6 Mio. für Feuerwehr- und Bauamtbau
In ihrer Gemeindeversammlung vom 23. Juni haben die Stimmbürger von Beinwil am See einen grossen Brocken zu stemmen: Für ein neues Feuerwehr- und Bauamtgebäude wird ein Kredit von 6 Millionen Franken beantragt.

Für Gemeindeammann Peter Lenzin ist klar: «Dieses Geschäft belastet unsere Rechnung in den nächsten Jahren am nachhaltigsten.» Gemeint ist der Bau eines gemeinsamen Gebäudes für die Feuerwehr und das Bauamt. Über dieses Projekt haben die Stimmberechtigten von Beinwil am See am Freitag, 23. Juni, zu entscheiden.
Konkret geht es um einen Verpflichtungskredit von 5,995 Millionen Franken. Für die rund 6 Mio. wird im Gebiet Wiedenmatt ein zweckmässiger Bau erstellt. «Die architektonische Formensprache ist einfach und klar», wird dies in den Versammlungsunterlagen umschrieben.
Zwei Arbeitsebenen
Der kombinierte Neubau wurde als Gesamtleistungssubmission ausgeschrieben, der sowohl einen Architekturwettbewerb wie auch eine Totalunternehmersubmission enthielt. Mit diesem zweistufig durchgeführten Verfahren bekomme man eine «hohe Kostensicherheit», begründet der Gemeinderat diese Vorgehensweise.

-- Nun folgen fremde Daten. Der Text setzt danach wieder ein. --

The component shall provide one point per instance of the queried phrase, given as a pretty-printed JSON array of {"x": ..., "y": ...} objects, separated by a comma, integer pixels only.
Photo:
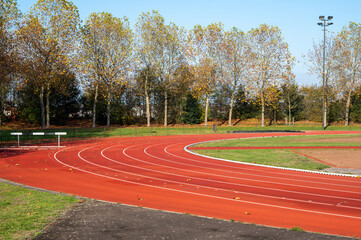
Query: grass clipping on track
[{"x": 24, "y": 213}]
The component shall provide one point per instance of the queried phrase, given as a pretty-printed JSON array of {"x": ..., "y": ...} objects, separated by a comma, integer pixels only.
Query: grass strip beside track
[
  {"x": 271, "y": 157},
  {"x": 276, "y": 157},
  {"x": 289, "y": 141},
  {"x": 24, "y": 213}
]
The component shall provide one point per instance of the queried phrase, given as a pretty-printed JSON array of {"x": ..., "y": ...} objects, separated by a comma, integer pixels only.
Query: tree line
[{"x": 55, "y": 67}]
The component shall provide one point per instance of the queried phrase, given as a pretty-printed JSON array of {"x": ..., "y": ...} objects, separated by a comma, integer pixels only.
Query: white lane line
[
  {"x": 214, "y": 181},
  {"x": 206, "y": 195},
  {"x": 225, "y": 176},
  {"x": 251, "y": 174},
  {"x": 228, "y": 183},
  {"x": 260, "y": 165}
]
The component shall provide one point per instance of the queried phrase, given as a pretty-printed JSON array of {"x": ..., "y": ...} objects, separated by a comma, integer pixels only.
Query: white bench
[{"x": 38, "y": 134}]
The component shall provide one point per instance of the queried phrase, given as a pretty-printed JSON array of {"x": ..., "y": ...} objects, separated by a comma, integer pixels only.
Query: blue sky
[{"x": 297, "y": 19}]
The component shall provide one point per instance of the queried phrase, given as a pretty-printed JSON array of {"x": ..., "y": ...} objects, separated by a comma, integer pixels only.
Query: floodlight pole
[{"x": 324, "y": 25}]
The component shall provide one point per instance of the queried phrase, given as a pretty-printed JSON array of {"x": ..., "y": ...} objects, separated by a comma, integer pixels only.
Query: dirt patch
[
  {"x": 348, "y": 158},
  {"x": 102, "y": 220}
]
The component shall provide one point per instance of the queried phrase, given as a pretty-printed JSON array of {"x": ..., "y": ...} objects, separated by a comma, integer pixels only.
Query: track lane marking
[{"x": 205, "y": 195}]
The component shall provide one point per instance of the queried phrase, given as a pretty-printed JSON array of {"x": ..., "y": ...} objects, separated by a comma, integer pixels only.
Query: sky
[{"x": 297, "y": 19}]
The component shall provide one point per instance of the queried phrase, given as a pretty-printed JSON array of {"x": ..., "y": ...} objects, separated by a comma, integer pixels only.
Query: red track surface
[{"x": 156, "y": 172}]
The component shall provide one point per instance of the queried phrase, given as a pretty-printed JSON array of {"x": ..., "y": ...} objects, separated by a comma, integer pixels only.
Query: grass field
[
  {"x": 24, "y": 213},
  {"x": 287, "y": 141},
  {"x": 276, "y": 157},
  {"x": 79, "y": 133}
]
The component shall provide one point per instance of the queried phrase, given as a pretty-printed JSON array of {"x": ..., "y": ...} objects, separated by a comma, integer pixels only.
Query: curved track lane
[{"x": 157, "y": 172}]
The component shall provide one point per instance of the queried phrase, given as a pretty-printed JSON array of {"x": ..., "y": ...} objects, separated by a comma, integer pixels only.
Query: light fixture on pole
[{"x": 325, "y": 22}]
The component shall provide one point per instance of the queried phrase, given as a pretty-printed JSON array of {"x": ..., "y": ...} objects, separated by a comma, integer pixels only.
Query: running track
[{"x": 157, "y": 172}]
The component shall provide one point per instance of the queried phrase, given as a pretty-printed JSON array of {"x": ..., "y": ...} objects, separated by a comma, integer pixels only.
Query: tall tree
[
  {"x": 106, "y": 54},
  {"x": 9, "y": 15},
  {"x": 172, "y": 58},
  {"x": 291, "y": 98},
  {"x": 204, "y": 46},
  {"x": 47, "y": 41},
  {"x": 314, "y": 60},
  {"x": 347, "y": 63},
  {"x": 236, "y": 58},
  {"x": 270, "y": 60},
  {"x": 149, "y": 49}
]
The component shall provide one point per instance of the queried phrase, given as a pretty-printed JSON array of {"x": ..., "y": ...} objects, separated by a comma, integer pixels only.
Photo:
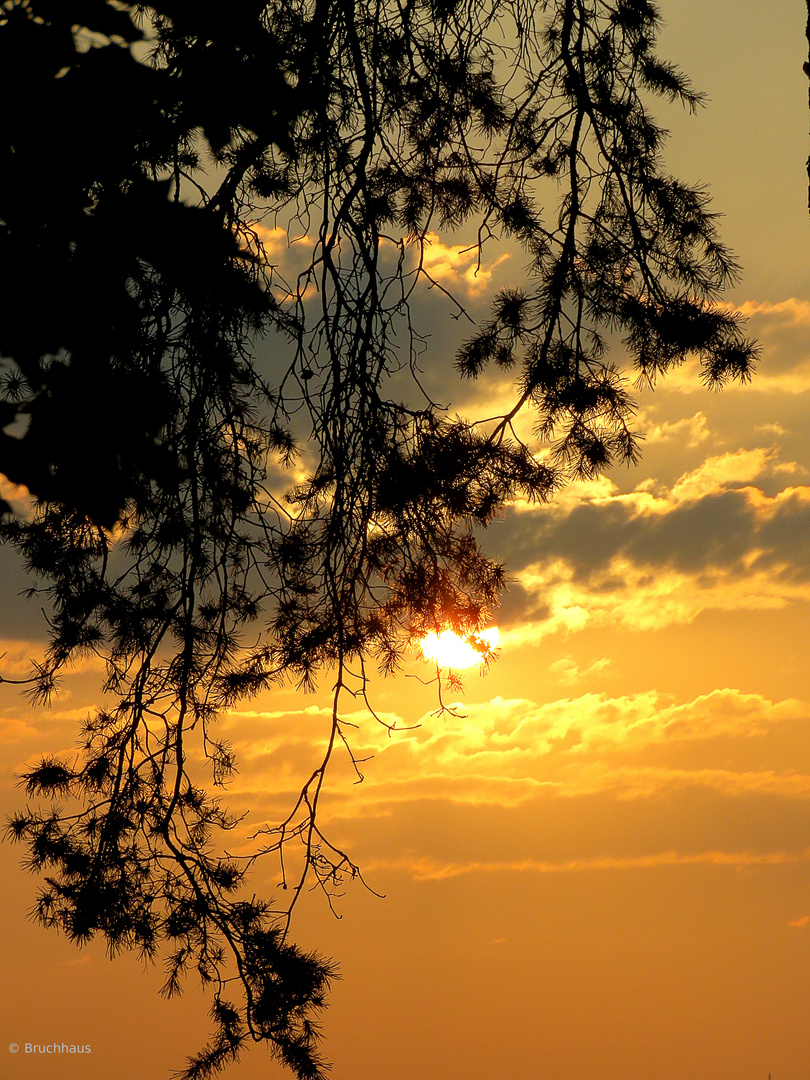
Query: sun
[{"x": 448, "y": 649}]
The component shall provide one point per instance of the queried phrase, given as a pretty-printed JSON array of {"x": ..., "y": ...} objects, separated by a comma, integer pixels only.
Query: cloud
[
  {"x": 691, "y": 431},
  {"x": 781, "y": 327},
  {"x": 424, "y": 868},
  {"x": 727, "y": 535},
  {"x": 458, "y": 265}
]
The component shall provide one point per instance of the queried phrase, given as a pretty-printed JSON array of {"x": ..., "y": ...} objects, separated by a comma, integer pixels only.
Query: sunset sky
[{"x": 598, "y": 868}]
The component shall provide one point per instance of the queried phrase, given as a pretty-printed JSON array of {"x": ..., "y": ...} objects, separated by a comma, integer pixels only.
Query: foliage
[{"x": 146, "y": 147}]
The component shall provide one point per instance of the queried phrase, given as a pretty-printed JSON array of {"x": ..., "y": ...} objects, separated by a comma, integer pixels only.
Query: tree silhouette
[{"x": 147, "y": 149}]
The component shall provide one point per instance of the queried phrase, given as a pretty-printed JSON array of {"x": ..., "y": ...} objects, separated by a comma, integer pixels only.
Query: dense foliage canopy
[{"x": 173, "y": 379}]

In der zweiten Stufe liess der eingesetzte Ausschuss vier Vorprojekte ausarbeiten. Die nach verschieden gewichteten Kriterien wie architektonisches Gesamtkonzept (55 Prozent), Gesamtpreis (35), zeitlicher Bauablauf (5) und Präsentation (5) erfolgte Jurierung brachte einen «eindeutigen Sieger» hervor, wie Ammann Lenzin an der Vororientierung der Parteivertreter betonte.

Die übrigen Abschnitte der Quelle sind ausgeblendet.